Alias analysis is figuring out the relationship between two pointer expressions, at some location in the program. At a given point in the program, do two expressions always refer to the same location? At a given point in the program, do two expressions never refer to the same location?
AliasAnalysis::alias() doesn't explicitly take a "point" in the program because we don't implement any alias analysis that cares about the precise point in the program; the answer applies to any point in the program dominated by the definitions of both values. This produces useful results because LLVM uses SSA form. Working from that definition, it's easy to see that the logic used in aliasSelect is valid, and that aliasPHI is returning the correct result for the given example. Maybe it's worth calling this out in the alias analysis documentation.
+1
The flaw here seems to be in the way that DA is using AA. DependenceAnalysis's underlyingObjectsAlias is doing this:
// Check the original locations (minus size) for noalias, which can happen for
// tbaa, incompatible underlying object locations, etc.
MemoryLocation LocAS(LocA.Ptr, LocationSize::unknown(), LocA.AATags);
MemoryLocation LocBS(LocB.Ptr, LocationSize::unknown(), LocB.AATags);
if (AA->alias(LocAS, LocBS) == NoAlias)
return NoAlias;
// Check the underlying objects are the same
const Value *AObj = GetUnderlyingObject(LocA.Ptr, DL);
const Value *BObj = GetUnderlyingObject(LocB.Ptr, DL);
// If the underlying objects are the same, they must alias
if (AObj == BObj)
return MustAlias;
// We may have hit the recursion limit for underlying objects, or have
// underlying objects where we don't know they will alias.
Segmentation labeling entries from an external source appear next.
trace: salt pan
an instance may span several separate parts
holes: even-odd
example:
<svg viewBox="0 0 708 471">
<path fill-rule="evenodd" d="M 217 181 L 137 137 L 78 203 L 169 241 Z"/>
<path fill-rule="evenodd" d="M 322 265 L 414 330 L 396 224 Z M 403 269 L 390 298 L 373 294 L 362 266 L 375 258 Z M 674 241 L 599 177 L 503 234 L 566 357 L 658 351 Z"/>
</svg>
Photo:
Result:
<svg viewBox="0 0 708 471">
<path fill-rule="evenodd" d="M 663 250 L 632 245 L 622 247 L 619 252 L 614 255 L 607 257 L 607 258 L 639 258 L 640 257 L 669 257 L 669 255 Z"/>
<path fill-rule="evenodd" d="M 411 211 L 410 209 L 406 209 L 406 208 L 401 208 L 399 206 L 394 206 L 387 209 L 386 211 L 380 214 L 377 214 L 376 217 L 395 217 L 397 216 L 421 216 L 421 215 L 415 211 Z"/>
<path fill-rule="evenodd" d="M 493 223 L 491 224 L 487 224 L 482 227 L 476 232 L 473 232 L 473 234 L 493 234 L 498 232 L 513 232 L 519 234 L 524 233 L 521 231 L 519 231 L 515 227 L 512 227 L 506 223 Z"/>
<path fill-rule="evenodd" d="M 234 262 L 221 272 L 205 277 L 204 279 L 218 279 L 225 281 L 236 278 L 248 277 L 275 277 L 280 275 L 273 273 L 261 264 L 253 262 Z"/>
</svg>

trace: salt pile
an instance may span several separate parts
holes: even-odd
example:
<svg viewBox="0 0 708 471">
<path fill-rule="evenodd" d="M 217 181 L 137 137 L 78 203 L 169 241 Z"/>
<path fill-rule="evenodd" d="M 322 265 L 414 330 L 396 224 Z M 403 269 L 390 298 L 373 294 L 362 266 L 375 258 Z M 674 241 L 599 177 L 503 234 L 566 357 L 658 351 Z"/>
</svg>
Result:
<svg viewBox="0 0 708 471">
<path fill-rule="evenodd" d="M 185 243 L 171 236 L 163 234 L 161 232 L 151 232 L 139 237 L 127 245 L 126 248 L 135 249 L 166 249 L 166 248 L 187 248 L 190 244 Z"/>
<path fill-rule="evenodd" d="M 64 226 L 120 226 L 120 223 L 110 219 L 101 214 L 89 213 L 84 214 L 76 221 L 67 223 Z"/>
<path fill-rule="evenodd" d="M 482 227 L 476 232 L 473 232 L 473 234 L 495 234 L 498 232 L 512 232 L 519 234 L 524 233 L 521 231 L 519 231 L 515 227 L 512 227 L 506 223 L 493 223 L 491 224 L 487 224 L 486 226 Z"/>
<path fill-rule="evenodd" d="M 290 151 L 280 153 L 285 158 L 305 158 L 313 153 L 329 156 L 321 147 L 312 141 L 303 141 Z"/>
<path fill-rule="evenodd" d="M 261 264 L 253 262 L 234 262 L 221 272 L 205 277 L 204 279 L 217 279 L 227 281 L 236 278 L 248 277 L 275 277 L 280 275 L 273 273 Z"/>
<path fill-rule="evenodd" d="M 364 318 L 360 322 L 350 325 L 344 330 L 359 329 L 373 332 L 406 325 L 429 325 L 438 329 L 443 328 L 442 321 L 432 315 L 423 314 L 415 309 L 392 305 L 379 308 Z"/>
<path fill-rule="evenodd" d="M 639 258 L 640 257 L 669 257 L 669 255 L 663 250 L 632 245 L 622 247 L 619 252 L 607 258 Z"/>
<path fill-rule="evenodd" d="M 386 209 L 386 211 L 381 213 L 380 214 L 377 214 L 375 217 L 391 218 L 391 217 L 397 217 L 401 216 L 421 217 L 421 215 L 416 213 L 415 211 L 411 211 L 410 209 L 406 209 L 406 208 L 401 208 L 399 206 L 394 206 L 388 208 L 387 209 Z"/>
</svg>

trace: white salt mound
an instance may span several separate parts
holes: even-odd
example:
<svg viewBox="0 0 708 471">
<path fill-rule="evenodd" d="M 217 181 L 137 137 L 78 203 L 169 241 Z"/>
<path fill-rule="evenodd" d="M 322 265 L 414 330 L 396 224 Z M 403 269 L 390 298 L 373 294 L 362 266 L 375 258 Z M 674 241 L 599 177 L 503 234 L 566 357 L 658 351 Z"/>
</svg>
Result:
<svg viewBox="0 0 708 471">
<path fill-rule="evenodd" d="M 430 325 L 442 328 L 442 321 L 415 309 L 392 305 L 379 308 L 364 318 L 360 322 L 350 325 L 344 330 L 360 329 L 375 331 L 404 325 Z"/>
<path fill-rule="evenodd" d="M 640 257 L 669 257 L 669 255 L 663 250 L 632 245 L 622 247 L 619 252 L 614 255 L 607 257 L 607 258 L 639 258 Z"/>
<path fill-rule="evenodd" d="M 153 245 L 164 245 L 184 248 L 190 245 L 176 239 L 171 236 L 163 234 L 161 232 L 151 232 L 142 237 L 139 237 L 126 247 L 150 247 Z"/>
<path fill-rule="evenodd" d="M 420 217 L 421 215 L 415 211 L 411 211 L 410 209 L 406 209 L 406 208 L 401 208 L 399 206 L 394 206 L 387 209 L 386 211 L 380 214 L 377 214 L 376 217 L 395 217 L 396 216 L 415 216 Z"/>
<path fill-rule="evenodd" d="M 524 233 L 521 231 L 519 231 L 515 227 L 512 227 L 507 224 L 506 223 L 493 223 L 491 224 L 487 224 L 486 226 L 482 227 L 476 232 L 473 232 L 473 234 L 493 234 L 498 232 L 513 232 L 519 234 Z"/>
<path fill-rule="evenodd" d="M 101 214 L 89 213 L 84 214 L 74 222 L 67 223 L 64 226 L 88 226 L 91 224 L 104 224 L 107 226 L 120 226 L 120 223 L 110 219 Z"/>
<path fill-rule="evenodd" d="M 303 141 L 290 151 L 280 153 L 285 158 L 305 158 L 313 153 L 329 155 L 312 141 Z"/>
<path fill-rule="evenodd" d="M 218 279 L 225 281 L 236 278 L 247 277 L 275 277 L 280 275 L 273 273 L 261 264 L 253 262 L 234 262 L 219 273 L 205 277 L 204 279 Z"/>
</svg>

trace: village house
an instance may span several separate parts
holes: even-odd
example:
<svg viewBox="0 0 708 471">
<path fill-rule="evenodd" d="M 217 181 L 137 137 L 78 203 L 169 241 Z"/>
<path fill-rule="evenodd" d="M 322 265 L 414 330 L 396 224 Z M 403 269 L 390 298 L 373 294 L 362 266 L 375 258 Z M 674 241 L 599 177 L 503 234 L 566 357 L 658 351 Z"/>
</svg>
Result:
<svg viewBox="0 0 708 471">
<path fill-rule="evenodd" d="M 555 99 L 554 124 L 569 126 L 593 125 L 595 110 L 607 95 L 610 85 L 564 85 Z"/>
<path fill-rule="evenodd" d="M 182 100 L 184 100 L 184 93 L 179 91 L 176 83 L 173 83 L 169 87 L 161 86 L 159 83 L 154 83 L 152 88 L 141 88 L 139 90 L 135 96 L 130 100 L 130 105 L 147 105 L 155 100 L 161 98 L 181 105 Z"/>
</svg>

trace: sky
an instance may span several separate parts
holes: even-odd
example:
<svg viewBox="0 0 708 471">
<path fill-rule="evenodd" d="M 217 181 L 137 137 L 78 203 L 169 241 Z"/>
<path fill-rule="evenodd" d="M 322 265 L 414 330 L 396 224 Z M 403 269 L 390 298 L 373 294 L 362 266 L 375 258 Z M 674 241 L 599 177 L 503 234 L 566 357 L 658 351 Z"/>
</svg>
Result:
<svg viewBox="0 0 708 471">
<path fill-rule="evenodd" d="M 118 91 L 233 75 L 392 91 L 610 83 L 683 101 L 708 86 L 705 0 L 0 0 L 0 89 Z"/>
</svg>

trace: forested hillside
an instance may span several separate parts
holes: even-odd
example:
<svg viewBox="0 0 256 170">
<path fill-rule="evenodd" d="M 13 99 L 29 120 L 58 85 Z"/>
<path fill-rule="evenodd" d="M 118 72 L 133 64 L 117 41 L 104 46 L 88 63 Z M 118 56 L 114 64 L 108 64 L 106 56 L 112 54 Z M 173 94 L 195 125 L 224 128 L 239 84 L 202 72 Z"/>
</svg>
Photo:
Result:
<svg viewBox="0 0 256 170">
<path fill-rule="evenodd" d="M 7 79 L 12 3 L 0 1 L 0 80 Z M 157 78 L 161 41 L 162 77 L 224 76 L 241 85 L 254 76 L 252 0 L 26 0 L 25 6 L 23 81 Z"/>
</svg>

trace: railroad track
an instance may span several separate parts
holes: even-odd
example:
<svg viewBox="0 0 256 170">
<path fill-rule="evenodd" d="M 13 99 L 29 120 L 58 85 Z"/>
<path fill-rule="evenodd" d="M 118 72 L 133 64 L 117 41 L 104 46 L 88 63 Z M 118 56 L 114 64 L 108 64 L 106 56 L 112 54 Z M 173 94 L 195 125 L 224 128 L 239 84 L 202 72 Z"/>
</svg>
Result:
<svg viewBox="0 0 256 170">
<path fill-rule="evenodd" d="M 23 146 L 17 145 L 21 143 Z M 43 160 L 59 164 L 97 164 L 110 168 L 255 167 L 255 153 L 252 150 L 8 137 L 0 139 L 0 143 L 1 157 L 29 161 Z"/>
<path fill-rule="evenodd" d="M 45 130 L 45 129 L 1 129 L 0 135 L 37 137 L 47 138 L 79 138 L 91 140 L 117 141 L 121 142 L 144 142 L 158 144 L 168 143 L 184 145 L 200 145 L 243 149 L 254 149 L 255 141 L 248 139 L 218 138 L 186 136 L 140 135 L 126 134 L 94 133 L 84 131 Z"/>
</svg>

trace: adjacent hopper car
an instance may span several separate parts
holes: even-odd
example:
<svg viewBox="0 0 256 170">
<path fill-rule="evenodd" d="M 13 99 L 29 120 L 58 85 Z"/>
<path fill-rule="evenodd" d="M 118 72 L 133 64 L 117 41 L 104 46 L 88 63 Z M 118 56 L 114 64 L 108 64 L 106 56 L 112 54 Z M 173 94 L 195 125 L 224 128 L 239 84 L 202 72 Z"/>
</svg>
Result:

if (!isIdentifiedObject(AObj) || !isIdentifiedObject(BObj))
return MayAlias;
// Otherwise we know the objects are different and both identified objects so
// must not alias.
return NoAlias;
and I recall suggesting this use of AA to pick up the metadata-based AA results. We shouldn't need both the AA check here and the underlying-object check also, as the AA check includes an underlying-object check (and not much else, aside from checks on metadata, when both sizes are unknown). However, as this example shows, the fact that the two SSA values in question refer to different, identified underlying objects, doesn't prevent them from having a cross-iteration dependence as the identify of those underlying objects can change across different iterations (and, thus, the underlying object of one variable in one iteration might be the underlying object used by another variable in another iteration).
I'm open to suggestions on how to best resolve this situation. I'm leaning toward suggesting that we have a metadata-only AA query, and use that here, instead of calling something that will invoke BasicAA's logic. My metadata-only AA query, I specifically mean a fundamental dependency-analysis query, likely implemented by the AA subsystem for code-reuse reasons, which answers the question: is there some reason to believe that any instances of these two values never take the same value along any dynamic path through the CFG (or something similar).
Thanks again,
Hal
For information across loop iterations, the appropriate analysis is probably LoopAccessAnalysis.